Lab Report – Sadia's Site

Who gets to be what?
A Demographic Analysis of AI-Generated Images.

This lab report will investigate the presence of demographic bias in AI-generated images while we only focus on three very different professions (pharmacist, babysitter, and mechanical engineer). We believe that AI image generators do not reflect the actual demographic makeup of the U.S. population and instead overrepresent certain groups while actively underrepresenting others.
Using Rabbithole, we generated 100 images of each profession. Then, we categorized them based on age, race, and gender and compared these outputs to current U.S. demographic statistics to prove our hypothesis. Doing that, our findings indicated that AI-generated images do not accurately reflect real-world diversity instead, they frequently reinforce stereotypes. These results suggest a need for more inclusivity in the datasets these AI-image generators use.

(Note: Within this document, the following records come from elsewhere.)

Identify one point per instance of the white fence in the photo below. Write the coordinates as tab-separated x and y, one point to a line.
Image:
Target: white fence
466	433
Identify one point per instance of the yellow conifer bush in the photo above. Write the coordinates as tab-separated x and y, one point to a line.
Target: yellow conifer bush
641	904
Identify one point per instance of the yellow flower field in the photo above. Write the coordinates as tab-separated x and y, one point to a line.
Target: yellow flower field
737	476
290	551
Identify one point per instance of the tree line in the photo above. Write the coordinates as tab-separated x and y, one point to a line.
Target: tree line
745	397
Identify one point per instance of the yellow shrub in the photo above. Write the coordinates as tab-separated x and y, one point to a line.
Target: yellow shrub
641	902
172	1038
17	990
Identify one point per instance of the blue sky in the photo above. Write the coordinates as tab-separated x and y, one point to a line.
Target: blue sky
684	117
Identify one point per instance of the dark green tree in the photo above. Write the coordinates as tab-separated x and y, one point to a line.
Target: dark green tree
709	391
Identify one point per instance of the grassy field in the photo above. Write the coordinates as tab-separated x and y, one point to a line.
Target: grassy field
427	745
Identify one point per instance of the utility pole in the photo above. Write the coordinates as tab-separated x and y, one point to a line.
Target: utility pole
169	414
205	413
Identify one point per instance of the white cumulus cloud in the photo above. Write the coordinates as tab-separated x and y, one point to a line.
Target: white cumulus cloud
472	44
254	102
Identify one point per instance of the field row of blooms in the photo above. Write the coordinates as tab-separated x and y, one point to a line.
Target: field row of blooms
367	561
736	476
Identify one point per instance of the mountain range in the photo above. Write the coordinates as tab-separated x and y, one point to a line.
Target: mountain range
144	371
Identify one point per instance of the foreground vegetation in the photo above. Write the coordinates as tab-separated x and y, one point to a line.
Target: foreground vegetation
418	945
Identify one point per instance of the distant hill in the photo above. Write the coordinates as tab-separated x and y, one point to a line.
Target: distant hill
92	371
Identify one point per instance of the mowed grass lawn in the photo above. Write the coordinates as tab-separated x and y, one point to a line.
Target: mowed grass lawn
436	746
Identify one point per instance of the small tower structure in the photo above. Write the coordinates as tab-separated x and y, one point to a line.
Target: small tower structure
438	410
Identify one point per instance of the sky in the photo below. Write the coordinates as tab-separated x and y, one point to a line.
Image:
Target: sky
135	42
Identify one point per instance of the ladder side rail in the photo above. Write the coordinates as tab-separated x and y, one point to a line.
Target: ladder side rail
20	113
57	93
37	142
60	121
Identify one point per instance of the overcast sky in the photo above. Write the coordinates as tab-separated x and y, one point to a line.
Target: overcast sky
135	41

Artificial intelligence image generators, like artificial intelligence itself, have been taking over the modern world. These AI image generators have quickly become powerful tools that are used to create very realistic results from just a simple text prompt like “pharmacist”, “babysitter”, “mechanical engineer”, etc. But, as the use of these tools grows rapidly, so do the concerns about the bias in the outputs that these models are producing. Bias in AI-generated images can appear in different shapes or forms, including here underrepresentation or stereotypical depictions of race, gender, age, etc. These outcomes reflect the data that trains these models, data which often lacks diversity, data that reflects social inequalities that are already embodied in online media. As a result of this, AI systems purposefully or not, may reinforce stereotypes and marginalize certain groups even if they claim to offer “creative freedom” or “technological neutrality”.
Yiran Yang (2025), writing for the journal AI & Society, explored racial bias in AI-generated images and provides compelling visual examples of how image generation systems often reflect a narrowed or stereotyped view of cultural and racial diversity. Her article critiques the tendency of AI tools to marginalize other racial identities while favoring White or East Asian features. Yang’s background as a technology law researcher and a woman of Asian descent adds depth to her perspective because she is not only analyzing just the technical dimension of bias, but also its social and cultural implications. Her work is particularly relevant to our lab experiment because just like Yang, we are analyzing AI-generated portraits for demographic bias and are evaluating if these systems present a narrow view of gender, age, and/or racial diversity compared to the actual U.S population demographics. Her article supports are hypothesis that these biases are systematic and deeply rooted in the design choices and data behind generative AI. While Yang focuses on racial and cultural representation in creative image generation, we also wanted to find something more technical with high stake domains, which can affect people in real life. A peer-reviewed article by Yetisgen-Yildiz and Yetsigen (2024), published in Diagnostic and Interventional Radiology, examines how AI is used in medical imaging also shows bias, leading to often producing less accurate diagnostic results for the more underrepresented groups. The article presents different examples of skewed performances when AI systems were trained on more non-diverse datasets, which led to misdiagnoses and overlooked health conditions in patients of color. Even though this research promotes a more medical/health care perspective, it doesn’t fail to reinforce a key point very relevant to our experiment: the input data used to train AI systems ultimately shapes the fairness of the output. Whether it is generating portraits or reading radiology scans, Ai tools more often than not carry forward the same inequalities unless datasets and design strategies are actively balanced and inclusive.
Finally, to further support this argument, a 2024 study published in the Journal of Family Medicine and Primary Care highlights that AI-generated images inaccurately portray the demographics of surgical specialists. The authors, who are all AI and medical researchers, analyzed outputs from DALL-E 3 and found a significant underrepresentation of women and black individuals when prompted with roles like “microsurgeon” or “plastic surgeon”. Like Yang’s study, this work reflects how bias in AI-generated imagery extends beyond entertainment or marketing into critical areas like medicine, where representation has tangible impacts. This study is perfect for our lab report because it focuses on a single AI system, its structured methodology and alignment with broader concerns about AI fairness make it a valuable addition to understanding bias in generated visuals. Together, these sources provide a well-rounded foundation for our lab report, which investigates the visual representation of race, gender, and age in AI-generated images. Our experiment builds on these studies by comparing actual U.S. demographic data to the outputs of leading image generators. The research reviewed here suggests that AI tools, unless intentionally corrected, reflect and potentially amplify societal bias—making this an urgent issue for developers, users, and policymakers alike.

Our Hypothesis:

AI image generators do not reflect the actual demographic makeup of the U.S. population and instead overrepresent certain groups while actively underrepresenting others, particularly in the context of race, age and gender.

Materials and Methods

Materials:
AI image generator: RABBIT HOLE
Prompt list: “Pharmacist,” “Babysitter,” “Mechanical Engineer”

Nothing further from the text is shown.